— Où est Mary Ann ? demanda Connie Bradshaw, qui se tenait sous l’arche aux pompons rouges de Mme Madrigal. Je croyais que tu avais dit qu’elle serait là ?
Brian choisit un joint sur une assiette Wedgwood.
— Elle est là. Du moins… je l’ai aperçue, en-haut.
— Mince, ça fait des millions d’années lumière qu’on ne s’est plus vues !
— Vous êtes de bonnes amies, toutes les deux ?
— Oh oui, les meilleures amies du monde ! En fait… on s’est un peu perdues de vue et tout ça, mais bon… Tu sais comment ça se passe dans cette ville.
— Ouais.
— Euh… Brian ? Je crois qu’il y a quelqu’un qui veut te parler.
— Ah… Salut, Michael.
— Salut.
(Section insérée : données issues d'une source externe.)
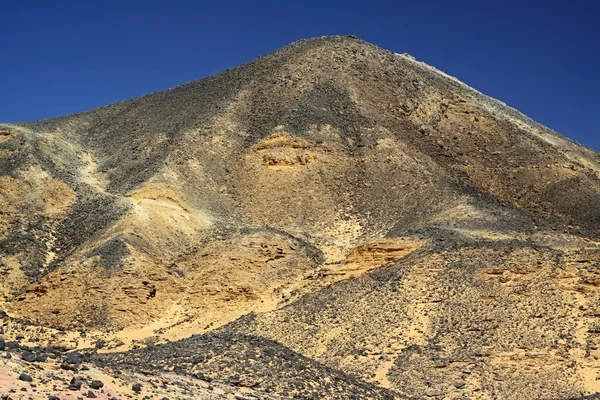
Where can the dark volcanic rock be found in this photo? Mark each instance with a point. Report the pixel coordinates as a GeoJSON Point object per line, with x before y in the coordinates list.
{"type": "Point", "coordinates": [25, 378]}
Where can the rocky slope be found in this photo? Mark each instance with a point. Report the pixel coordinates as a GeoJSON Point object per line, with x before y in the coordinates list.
{"type": "Point", "coordinates": [369, 225]}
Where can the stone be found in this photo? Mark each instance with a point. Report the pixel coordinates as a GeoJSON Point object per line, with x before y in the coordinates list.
{"type": "Point", "coordinates": [28, 356]}
{"type": "Point", "coordinates": [96, 384]}
{"type": "Point", "coordinates": [25, 378]}
{"type": "Point", "coordinates": [75, 383]}
{"type": "Point", "coordinates": [137, 387]}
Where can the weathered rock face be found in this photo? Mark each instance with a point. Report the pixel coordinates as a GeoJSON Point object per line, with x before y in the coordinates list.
{"type": "Point", "coordinates": [357, 206]}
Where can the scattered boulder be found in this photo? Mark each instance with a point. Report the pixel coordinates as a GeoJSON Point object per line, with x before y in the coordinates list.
{"type": "Point", "coordinates": [73, 358]}
{"type": "Point", "coordinates": [25, 378]}
{"type": "Point", "coordinates": [28, 356]}
{"type": "Point", "coordinates": [75, 383]}
{"type": "Point", "coordinates": [96, 384]}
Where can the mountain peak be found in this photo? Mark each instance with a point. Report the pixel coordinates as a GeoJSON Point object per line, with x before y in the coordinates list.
{"type": "Point", "coordinates": [351, 216]}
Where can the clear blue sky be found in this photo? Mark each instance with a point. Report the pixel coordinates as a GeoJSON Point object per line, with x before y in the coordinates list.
{"type": "Point", "coordinates": [60, 57]}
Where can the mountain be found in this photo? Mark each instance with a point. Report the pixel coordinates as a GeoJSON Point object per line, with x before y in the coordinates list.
{"type": "Point", "coordinates": [332, 208]}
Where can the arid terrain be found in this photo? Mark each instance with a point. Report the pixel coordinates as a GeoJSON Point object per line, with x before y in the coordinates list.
{"type": "Point", "coordinates": [329, 221]}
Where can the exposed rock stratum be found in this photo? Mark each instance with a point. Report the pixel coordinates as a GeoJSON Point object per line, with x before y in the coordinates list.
{"type": "Point", "coordinates": [332, 220]}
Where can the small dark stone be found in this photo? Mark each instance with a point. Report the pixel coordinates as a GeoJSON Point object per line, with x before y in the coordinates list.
{"type": "Point", "coordinates": [75, 383]}
{"type": "Point", "coordinates": [12, 345]}
{"type": "Point", "coordinates": [97, 384]}
{"type": "Point", "coordinates": [203, 377]}
{"type": "Point", "coordinates": [25, 378]}
{"type": "Point", "coordinates": [68, 367]}
{"type": "Point", "coordinates": [28, 356]}
{"type": "Point", "coordinates": [73, 358]}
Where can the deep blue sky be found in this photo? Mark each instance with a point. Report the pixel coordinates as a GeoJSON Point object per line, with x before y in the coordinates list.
{"type": "Point", "coordinates": [60, 57]}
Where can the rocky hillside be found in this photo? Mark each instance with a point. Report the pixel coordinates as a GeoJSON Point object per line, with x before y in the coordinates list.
{"type": "Point", "coordinates": [332, 220]}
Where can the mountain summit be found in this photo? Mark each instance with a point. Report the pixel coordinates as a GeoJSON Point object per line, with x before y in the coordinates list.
{"type": "Point", "coordinates": [332, 220]}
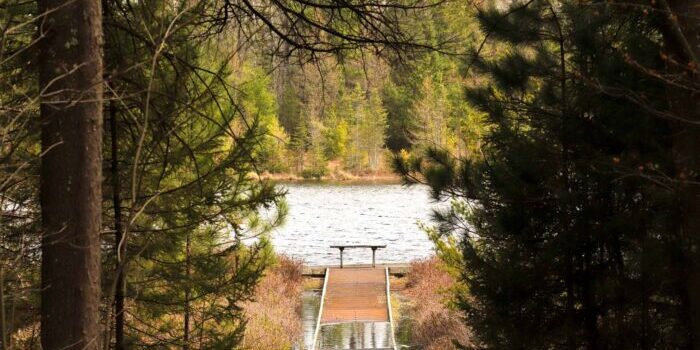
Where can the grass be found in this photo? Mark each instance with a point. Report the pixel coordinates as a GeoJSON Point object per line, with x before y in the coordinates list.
{"type": "Point", "coordinates": [434, 324]}
{"type": "Point", "coordinates": [273, 317]}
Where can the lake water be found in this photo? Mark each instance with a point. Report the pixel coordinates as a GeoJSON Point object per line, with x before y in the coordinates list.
{"type": "Point", "coordinates": [321, 215]}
Dis, t’aurais pas vu notre G.O., par hasard ?
— Qui ça ?
— Mary Ann.
Brian tira une bouffée du joint, puis le passa à Connie.
— On en parlait, justement. Je me demande ce qu’elle fout. Je croyais que c’était elle qui orchestrait cette orgie ?
— C’est bien elle. Je suppose qu’elle se maquille, ou quelque chose comme ça. Hé, t’en va pas. J’ai quelque chose pour toi.
Il s’esquiva dans la cuisine et en revint avec un petit paquet enveloppé dans du papier aluminium.
Brian rougit :
— Oh, mec, dit-il. On avait dit pas de cadeaux.
— Je sais, lui renvoya Michael, mais ceci n’est pas vraiment pour Noël. J’ai juste oublié de te l’offrir avant.
— C’est sympa ! lança Connie, radieuse.
Brian jeta un coup d’œil en sa direction, puis regarda à nouveau Michael. Le sourire de celui-ci était plus malicieux encore que de coutume.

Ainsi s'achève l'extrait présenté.